Major Evan Lorne, in full gear, paces outside the door to the medical wing with a long, narrow, black rectangular box in his hands. He listens to Keller barking orders inside.
“Lorne!”
The shout comes from down the hall behind him. Lorne turns around and Sheppard runs up to him. The Colonel’s boots squeaking a little with his putting the brakes on them so harshly.
“What the hell happened to Kenmore? Why wasn’t I told she was going offworld with your team? And why the hell did you make her the last one through the gate?”
“First of all, Sir, she didn’t go offworld with my team. She went offworld by herself.”
“Where,” John snaps the demand.
Lorne doesn’t say anything, he just holds up his freehand like he’s calling for silence from a rowdy crowd. Oh, Sheppard doesn’t like that all.
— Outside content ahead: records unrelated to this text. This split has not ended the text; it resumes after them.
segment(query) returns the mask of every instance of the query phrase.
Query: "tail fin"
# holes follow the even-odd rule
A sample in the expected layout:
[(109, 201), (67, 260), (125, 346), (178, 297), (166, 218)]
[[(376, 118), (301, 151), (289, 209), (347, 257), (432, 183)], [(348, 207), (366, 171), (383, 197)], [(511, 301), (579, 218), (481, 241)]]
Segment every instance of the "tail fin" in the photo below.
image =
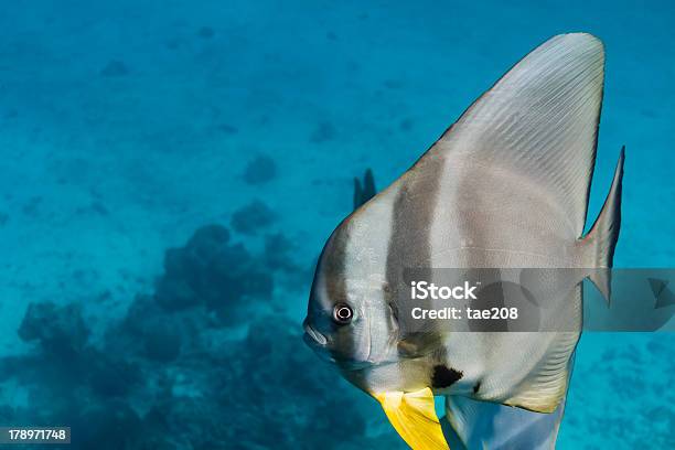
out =
[[(582, 240), (585, 247), (585, 265), (588, 268), (610, 269), (614, 258), (614, 248), (621, 227), (621, 182), (623, 179), (623, 161), (625, 146), (621, 148), (619, 162), (614, 170), (612, 186), (602, 205), (602, 210)], [(611, 294), (611, 278), (609, 270), (593, 270), (590, 279), (609, 301)]]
Teyla, Ronon, and McKay run up to them from behind Lorne.
“What is it, Major,” Teyla asks urgently, “What has happened?”
Lorne turns and steps back to face all of them at once.
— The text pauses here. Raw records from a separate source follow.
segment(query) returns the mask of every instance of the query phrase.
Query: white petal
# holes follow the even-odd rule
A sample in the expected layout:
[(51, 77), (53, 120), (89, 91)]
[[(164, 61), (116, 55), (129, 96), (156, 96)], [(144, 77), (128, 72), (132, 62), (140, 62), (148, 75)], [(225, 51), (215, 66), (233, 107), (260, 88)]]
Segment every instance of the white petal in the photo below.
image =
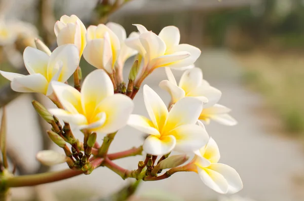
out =
[[(65, 82), (75, 72), (79, 64), (79, 52), (74, 45), (60, 46), (52, 53), (48, 65), (48, 79), (50, 81), (57, 72), (58, 62), (62, 62), (62, 69), (58, 79)], [(59, 70), (59, 69), (58, 69)]]
[(127, 38), (126, 30), (120, 24), (110, 22), (106, 23), (105, 25), (116, 34), (121, 43), (123, 43)]
[(147, 61), (163, 55), (166, 52), (166, 44), (161, 38), (151, 31), (139, 35), (139, 39), (146, 51), (144, 56)]
[(163, 155), (170, 152), (175, 146), (176, 140), (172, 136), (158, 137), (150, 135), (144, 141), (143, 150), (154, 155)]
[(174, 26), (164, 27), (159, 34), (159, 36), (164, 41), (167, 49), (177, 46), (180, 39), (179, 30)]
[(155, 128), (161, 131), (168, 116), (167, 106), (160, 96), (149, 86), (143, 86), (144, 104)]
[(172, 64), (179, 62), (190, 56), (187, 52), (178, 52), (170, 55), (161, 56), (153, 59), (149, 64), (148, 69), (156, 68), (160, 67), (171, 66)]
[(199, 68), (193, 68), (186, 70), (181, 75), (178, 86), (187, 94), (192, 90), (202, 85), (203, 72)]
[(228, 183), (228, 193), (235, 193), (243, 188), (240, 175), (233, 168), (225, 164), (211, 164), (208, 168), (222, 175)]
[(172, 101), (176, 103), (179, 99), (185, 97), (185, 92), (176, 85), (174, 85), (169, 81), (163, 81), (160, 83), (159, 86), (162, 89), (167, 91), (171, 95)]
[(96, 131), (110, 133), (124, 127), (127, 125), (133, 108), (132, 99), (124, 95), (116, 94), (105, 98), (96, 110), (105, 112), (106, 118), (104, 124), (96, 128)]
[(175, 150), (187, 152), (194, 151), (207, 144), (209, 137), (205, 129), (196, 125), (179, 126), (170, 131), (176, 139)]
[(195, 98), (182, 98), (173, 105), (169, 112), (165, 126), (167, 131), (186, 124), (195, 124), (203, 109), (203, 103)]
[(159, 131), (154, 128), (153, 123), (147, 117), (137, 114), (131, 114), (128, 125), (147, 134), (160, 137)]
[(72, 114), (83, 114), (80, 92), (68, 85), (58, 82), (52, 82), (51, 85), (64, 109)]
[(219, 193), (227, 193), (228, 183), (222, 175), (212, 170), (198, 167), (198, 173), (208, 187)]
[(23, 61), (28, 73), (40, 73), (47, 77), (47, 69), (50, 57), (43, 51), (27, 47), (23, 52)]
[(62, 109), (52, 108), (49, 110), (50, 113), (64, 122), (72, 124), (80, 127), (87, 125), (88, 122), (86, 117), (81, 114), (71, 114)]
[(41, 74), (15, 77), (11, 83), (12, 89), (19, 92), (37, 92), (46, 95), (49, 83)]
[(201, 85), (190, 91), (187, 96), (205, 97), (208, 99), (208, 102), (204, 105), (204, 108), (207, 108), (218, 102), (221, 96), (221, 92), (213, 87)]
[(201, 156), (204, 157), (211, 163), (216, 163), (219, 160), (220, 154), (216, 142), (210, 138), (207, 145), (200, 149)]
[(166, 71), (166, 74), (167, 75), (167, 77), (168, 77), (168, 80), (172, 83), (173, 85), (177, 86), (177, 83), (176, 83), (175, 77), (174, 77), (174, 75), (173, 75), (173, 73), (172, 73), (172, 71), (171, 70), (170, 68), (165, 67), (165, 71)]
[(235, 126), (238, 122), (228, 114), (216, 114), (210, 116), (210, 118), (218, 123), (226, 126)]
[(194, 46), (188, 44), (180, 44), (167, 50), (166, 54), (171, 54), (177, 52), (186, 51), (190, 53), (191, 56), (187, 58), (174, 63), (170, 66), (172, 67), (183, 67), (193, 64), (201, 55), (201, 50)]
[(90, 73), (85, 79), (81, 89), (81, 103), (86, 116), (90, 118), (96, 115), (97, 105), (113, 94), (113, 84), (103, 70), (95, 70)]
[(0, 74), (1, 74), (2, 76), (3, 76), (4, 77), (6, 78), (10, 81), (12, 81), (13, 79), (15, 79), (16, 77), (24, 77), (24, 76), (26, 76), (22, 74), (3, 71), (2, 70), (0, 70)]
[[(89, 30), (88, 30), (89, 33)], [(84, 58), (90, 64), (97, 68), (103, 69), (103, 39), (94, 39), (88, 42), (84, 51)]]
[(133, 24), (132, 25), (136, 26), (137, 30), (138, 30), (138, 31), (139, 31), (139, 33), (140, 33), (148, 32), (147, 29), (141, 24)]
“Lieutenant Kenmore went back to Athosia,” he announces.
Sheppard stares, his shoulders tense and he feels his eyes start wanting to slip away from looking at Lorne. He is horrified. Oh dear God. McKay’s jaw drops from his own horror. Oh God. Even Ronon looks stunned. She had walked right into the arms of the enemy, knowingly. Teyla’s mouth slackens. Her mind stalls in her emotions, not even she had been sure she ever wanted to return there again, and for the Lieutenant to…
“But why,” the stunned Athosian leader breathes.
Lorne extends the box out to her. She looks at it then at him, confused. She starts to shake her head at him, shrug her shoulders, but he keeps it held out to her. She takes the box and opens it. Her eyes widen and her jaw actually drops. She looks back up at Lorne. Teyla lets the box’s hood fall back to reveal the arm Kenmore had freed and used to get them into the Ancient transporter.
“The DNA results came back on those fluids that splattered her half an hour after she was released from the infirmary,” Lorne says, “Teyla, they were your father’s.”
Sheppard’s team stares at the decaying arm in the box in her hands. Teyla tries to find the words but Lorne speaks up before she can even begin to tame her mind enough to think of them…
“She believes you would have wanted this. She said she knew what it felt like to not have anything to bury except memories. She said she knew what it would mean to you to be able to put anything to rest no matter what it was.”
Teyla can’t speak. None of them can. Standing in the doorway to the medical wing, Teyla turns her head to see inside. The others look with her. Woolsey looks on from the other side of the room while Keller and a team of nurses run around Kenmore sitting on the edge of a sickbed. They’re cleaning cuts like the deep one she has on the left side of her lower lip and patching up other ones, tending to bruises and the one hell of a shiner she had going over her right eye. It’s practically swollen shut and the skin around it is so bruised it has actually turned genuinely black with a jaundice greening around it’s edges but even as they stand there watching, the blackening is starting to turn to a deep, deep shade of plum purple and the green is starting to pinken and the swelling’s subsiding enough the area is starting to look like it has an eye in it again. Teyla closes the box and holds it close. She had it. Sheppard and his team watch on. Sheppard shakes his head a little, Damn if the kid isn’t good.